Notizie Notizie Italia 2006: fuga dai fondi comuni italiani

2006: fuga dai fondi comuni italiani

12 Marzo 2007 07:50

L’Italia a livello di Grecia e Turchia e al di sotto di tutte le altre nazioni europee, Repubbliche dell’Est comprese. E’ il quadro 2006 dell’industria del risparmio gestito nel nostro Paese, una quadro disastroso che ha visto una fuoriuscita complessiva di 17,87 miliardi di euro netti, con un esordio nel 2007 altrettanto deludente: oltre 9 miliardi di euro di “fuga” già accumulati nei primi due mesi dell’anno. Sono poche le categorie di fondi d’investimento che sono riuscite a evitare il segno meno nel corso dell’anno passato. Tra queste gli hedge fund che, secondo i dati Assogestioni hanno visto la raccolta crescere di 6,15 miliardi di euro, e i flessibili, +21,3 miliardi mentre le altre categorie del risparmio gestito hanno subito un vero e proprio bagno di sangue. I fondi azionari, mai sufficientemente amati dagli italiani che non hanno saputo così sfruttare il periodo di crescita delle borse internazionali che ha caratterizzato gli anni dal 2003, hanno registrato una fuoriuscita complessiva di 8,13 miliardi di euro, i fondi di liquidità hanno visto la raccolta netta finire in nagativo per 7,38 miliardi mentre gli obbligazionari hanno segnato il dato peggiore, -28,5 miliardi di euro. Una vera e propria fuga, quest’ultima, da una categoria che è sempre apparsa tra le preferite nelle scelte di investimento del risparmiatore italiano pur avendolo negli ultimi quattro anni premiato con un misero rendimento medio dell’1,9% mentre le piazze azionarie crescevano a rtmi ben superiori.

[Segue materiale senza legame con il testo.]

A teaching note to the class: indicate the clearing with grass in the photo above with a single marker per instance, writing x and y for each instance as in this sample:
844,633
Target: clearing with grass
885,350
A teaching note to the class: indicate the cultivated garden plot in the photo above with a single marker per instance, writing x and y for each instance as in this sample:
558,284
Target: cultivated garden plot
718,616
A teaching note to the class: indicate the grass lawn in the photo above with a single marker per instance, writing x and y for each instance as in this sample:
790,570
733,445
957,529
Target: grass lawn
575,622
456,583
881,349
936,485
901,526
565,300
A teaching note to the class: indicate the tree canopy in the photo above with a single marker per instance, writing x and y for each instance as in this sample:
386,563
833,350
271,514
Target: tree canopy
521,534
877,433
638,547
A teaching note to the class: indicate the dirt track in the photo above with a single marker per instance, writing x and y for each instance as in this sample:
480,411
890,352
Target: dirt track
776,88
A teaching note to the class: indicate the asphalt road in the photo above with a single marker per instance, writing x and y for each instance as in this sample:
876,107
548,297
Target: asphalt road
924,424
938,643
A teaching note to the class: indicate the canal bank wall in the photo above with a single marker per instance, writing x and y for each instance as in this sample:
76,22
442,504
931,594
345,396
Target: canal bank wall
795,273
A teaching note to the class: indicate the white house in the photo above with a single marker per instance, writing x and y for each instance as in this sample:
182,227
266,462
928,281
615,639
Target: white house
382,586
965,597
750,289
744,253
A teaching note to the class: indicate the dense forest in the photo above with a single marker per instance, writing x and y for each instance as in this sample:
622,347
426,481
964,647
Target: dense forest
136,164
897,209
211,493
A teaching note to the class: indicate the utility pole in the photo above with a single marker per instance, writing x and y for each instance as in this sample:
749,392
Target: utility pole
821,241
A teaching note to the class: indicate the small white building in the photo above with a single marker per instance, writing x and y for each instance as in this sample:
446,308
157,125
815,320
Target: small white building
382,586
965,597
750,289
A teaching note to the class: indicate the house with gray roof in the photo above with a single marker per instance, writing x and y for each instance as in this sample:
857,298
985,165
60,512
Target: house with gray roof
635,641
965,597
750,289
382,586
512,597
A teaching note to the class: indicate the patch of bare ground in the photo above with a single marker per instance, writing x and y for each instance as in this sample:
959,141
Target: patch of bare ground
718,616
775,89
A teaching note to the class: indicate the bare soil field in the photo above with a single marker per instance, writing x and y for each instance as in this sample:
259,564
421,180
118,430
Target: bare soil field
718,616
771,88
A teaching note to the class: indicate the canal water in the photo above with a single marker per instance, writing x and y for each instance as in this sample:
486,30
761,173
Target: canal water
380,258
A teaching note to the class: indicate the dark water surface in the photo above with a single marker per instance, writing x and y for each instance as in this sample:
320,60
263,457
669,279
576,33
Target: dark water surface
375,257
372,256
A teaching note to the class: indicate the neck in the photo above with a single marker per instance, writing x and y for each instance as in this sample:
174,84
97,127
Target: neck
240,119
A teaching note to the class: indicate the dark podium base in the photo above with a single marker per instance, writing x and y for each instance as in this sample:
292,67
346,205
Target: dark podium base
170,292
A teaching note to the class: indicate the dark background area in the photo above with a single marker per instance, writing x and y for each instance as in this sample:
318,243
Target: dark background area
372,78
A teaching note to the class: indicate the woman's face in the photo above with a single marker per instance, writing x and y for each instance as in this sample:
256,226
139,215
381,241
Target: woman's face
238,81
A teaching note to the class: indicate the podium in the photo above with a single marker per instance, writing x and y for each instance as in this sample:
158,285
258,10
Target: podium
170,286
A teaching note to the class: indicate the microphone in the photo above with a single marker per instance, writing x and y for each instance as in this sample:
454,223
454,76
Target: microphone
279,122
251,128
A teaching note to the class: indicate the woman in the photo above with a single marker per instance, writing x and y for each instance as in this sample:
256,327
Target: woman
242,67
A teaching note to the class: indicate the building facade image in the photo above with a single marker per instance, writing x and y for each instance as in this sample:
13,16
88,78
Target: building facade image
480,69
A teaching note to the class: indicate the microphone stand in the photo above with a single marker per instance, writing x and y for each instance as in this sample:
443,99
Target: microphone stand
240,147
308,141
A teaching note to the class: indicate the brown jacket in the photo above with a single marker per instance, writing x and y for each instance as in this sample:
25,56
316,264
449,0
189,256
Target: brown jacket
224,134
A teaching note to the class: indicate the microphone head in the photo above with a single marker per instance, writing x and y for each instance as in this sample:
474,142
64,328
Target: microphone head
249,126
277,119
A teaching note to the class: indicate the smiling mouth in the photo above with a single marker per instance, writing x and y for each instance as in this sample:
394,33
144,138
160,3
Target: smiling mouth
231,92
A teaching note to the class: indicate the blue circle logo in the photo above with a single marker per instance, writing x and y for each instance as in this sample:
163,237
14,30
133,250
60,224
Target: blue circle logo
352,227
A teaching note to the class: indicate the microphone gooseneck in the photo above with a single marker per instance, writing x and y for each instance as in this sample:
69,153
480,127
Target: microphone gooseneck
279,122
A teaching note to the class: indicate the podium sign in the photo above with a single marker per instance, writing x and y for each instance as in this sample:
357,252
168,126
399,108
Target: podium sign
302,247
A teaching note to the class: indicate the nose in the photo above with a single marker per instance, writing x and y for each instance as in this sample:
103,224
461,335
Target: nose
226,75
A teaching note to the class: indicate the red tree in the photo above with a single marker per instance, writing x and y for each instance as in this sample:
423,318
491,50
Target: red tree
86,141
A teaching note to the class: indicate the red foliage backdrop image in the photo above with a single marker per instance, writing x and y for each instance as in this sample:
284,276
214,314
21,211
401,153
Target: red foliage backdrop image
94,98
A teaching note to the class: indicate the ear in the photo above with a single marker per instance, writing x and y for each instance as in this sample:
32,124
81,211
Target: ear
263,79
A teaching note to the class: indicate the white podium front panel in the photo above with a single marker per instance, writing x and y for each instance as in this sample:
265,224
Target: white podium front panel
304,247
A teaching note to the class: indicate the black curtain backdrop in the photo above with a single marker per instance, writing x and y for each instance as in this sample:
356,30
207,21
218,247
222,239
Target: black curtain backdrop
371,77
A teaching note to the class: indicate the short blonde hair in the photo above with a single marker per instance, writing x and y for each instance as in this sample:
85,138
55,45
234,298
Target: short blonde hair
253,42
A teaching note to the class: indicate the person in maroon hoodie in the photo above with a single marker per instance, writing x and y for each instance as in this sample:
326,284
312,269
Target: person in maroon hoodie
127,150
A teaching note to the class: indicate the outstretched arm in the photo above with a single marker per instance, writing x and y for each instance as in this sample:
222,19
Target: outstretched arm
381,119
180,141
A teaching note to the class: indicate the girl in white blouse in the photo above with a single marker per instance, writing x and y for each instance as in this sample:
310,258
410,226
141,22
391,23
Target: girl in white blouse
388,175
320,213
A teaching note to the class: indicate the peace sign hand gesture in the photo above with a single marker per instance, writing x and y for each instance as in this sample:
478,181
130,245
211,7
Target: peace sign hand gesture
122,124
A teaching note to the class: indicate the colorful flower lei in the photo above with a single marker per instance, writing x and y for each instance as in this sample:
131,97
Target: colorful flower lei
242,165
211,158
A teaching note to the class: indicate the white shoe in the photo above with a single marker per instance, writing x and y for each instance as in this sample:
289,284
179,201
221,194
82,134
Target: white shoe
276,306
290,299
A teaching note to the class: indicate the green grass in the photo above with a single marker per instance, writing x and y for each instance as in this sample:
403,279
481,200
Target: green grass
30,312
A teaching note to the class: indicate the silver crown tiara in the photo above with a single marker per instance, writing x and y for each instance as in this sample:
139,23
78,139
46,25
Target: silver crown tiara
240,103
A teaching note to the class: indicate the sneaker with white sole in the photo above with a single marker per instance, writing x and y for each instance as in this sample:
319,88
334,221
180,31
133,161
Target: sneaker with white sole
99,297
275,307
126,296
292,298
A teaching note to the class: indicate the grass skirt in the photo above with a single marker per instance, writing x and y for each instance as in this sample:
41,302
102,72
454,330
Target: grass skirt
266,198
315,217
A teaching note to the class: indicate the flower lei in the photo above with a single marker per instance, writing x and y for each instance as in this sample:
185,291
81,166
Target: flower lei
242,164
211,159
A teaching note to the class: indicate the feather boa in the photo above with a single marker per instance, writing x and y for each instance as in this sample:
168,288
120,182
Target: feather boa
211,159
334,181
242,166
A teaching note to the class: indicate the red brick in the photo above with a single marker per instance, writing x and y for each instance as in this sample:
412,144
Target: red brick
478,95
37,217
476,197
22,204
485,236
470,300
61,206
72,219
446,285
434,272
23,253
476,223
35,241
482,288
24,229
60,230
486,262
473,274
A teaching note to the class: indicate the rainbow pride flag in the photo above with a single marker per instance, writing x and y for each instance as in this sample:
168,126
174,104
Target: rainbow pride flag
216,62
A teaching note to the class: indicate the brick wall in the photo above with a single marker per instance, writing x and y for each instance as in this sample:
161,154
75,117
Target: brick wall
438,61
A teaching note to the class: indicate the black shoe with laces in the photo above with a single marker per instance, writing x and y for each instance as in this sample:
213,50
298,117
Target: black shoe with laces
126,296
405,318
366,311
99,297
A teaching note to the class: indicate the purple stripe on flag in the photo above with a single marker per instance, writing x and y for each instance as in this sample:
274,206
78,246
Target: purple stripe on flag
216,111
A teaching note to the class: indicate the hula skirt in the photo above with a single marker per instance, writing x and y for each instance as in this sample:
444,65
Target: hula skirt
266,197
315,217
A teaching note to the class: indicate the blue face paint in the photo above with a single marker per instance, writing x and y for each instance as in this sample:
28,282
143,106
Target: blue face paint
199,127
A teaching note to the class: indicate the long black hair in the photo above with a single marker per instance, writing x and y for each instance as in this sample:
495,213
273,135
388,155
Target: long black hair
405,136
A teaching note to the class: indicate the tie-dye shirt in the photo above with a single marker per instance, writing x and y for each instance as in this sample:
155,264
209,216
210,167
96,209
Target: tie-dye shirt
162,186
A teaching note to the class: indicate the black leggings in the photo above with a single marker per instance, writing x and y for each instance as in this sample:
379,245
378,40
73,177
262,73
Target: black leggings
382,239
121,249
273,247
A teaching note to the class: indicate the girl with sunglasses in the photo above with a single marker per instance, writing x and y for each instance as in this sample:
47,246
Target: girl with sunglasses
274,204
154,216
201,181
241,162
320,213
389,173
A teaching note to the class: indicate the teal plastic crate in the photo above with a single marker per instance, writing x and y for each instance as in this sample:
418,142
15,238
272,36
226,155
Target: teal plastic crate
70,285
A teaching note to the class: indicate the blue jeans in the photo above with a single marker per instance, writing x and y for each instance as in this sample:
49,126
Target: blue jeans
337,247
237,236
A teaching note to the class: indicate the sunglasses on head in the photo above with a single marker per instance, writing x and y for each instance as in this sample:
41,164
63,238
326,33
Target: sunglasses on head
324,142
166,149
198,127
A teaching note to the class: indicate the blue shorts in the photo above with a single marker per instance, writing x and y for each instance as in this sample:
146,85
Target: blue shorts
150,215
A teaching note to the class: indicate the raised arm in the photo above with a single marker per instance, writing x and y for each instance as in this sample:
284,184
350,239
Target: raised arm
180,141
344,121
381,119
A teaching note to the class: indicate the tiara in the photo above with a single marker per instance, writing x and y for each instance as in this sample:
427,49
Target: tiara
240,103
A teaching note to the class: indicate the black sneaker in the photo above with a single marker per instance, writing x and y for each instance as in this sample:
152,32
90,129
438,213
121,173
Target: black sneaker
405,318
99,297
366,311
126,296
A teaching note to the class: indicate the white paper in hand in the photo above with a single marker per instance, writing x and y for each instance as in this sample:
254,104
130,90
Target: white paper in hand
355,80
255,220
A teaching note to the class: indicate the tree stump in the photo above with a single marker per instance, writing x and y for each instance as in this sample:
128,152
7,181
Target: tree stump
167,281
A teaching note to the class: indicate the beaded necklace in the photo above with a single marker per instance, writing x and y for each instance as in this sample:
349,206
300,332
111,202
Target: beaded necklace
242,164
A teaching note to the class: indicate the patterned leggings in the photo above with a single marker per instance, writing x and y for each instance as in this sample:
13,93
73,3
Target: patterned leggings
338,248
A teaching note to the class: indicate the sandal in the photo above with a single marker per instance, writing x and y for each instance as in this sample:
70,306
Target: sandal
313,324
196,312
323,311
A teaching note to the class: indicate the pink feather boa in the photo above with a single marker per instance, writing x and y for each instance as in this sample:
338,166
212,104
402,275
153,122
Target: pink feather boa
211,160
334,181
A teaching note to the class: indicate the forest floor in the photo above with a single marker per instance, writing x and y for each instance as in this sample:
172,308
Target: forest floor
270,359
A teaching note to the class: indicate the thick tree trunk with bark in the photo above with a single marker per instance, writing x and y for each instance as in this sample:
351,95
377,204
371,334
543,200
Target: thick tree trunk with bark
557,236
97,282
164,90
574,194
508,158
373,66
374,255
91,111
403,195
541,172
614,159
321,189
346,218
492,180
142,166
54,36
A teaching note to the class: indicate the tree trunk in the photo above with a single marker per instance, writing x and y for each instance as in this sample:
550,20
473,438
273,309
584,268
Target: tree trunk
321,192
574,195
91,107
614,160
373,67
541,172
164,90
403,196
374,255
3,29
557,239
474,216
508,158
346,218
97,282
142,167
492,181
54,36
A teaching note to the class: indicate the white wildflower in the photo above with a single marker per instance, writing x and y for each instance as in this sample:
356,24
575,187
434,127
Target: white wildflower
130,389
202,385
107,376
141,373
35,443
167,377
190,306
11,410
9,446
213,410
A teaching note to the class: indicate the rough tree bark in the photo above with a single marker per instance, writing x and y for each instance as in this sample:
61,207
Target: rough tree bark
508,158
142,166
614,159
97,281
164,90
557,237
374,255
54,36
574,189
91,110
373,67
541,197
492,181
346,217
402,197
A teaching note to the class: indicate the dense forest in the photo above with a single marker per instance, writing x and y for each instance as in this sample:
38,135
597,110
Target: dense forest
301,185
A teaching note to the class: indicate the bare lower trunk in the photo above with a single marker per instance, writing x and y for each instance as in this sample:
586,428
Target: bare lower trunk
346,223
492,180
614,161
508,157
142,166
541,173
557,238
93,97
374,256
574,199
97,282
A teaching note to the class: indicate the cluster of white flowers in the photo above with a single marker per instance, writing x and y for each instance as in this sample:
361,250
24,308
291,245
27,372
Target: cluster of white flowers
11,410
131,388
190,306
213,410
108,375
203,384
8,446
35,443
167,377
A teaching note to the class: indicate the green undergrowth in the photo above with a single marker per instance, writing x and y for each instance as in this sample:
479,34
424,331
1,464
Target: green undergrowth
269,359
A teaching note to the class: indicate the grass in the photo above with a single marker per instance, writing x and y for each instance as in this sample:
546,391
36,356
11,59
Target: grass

La paura di rischiare sarebbe proprio una delle cause della difficoltà del risparmiatore italiano nel gestire bene i propri soldi. I dati forniti dall’Associazione dei gestori europei (Efama) evidenziano una quota di fondi azionari nel portafoglio dei risparmiatori italiani al 21,2% contro il 32% circa della Francia, il quasi 40% della Spagna, il 47,7% della Germania fino ad arrivare al 69% della Svezia passando per il Regno Unito (66,5%). Il disamore per i fondi comuni discende direttamente da questa sfiducia verso i listini azionari, accresciuto dal disincanto subito dopo lo scoppio della bolla internet di inizio millennio. Anche allora il risparmiatore italiano fu uno degli ultimi ad avvicinarsi all’investimento nel boom dell’azionario tecnologico ma anche l’ultimo a rimanere con il cerino in mano quando la festa era finita. Bruciato da quell’esperienza e rifugiatosi nei fondi obbligazionari, il piccolo investitore ha perso le opportunità offerte in questi anni dalla Borsa e solo nell’ultimo periodo, proprio nel momento in cui la prudenza sta crescendo tra gli operatori professionali, si è riavvicinato a Piazza Affari. Non lo ha fatto però o lo ha fatto solo in misura ridotta, atttraverso l’investimenti in fondi comuni.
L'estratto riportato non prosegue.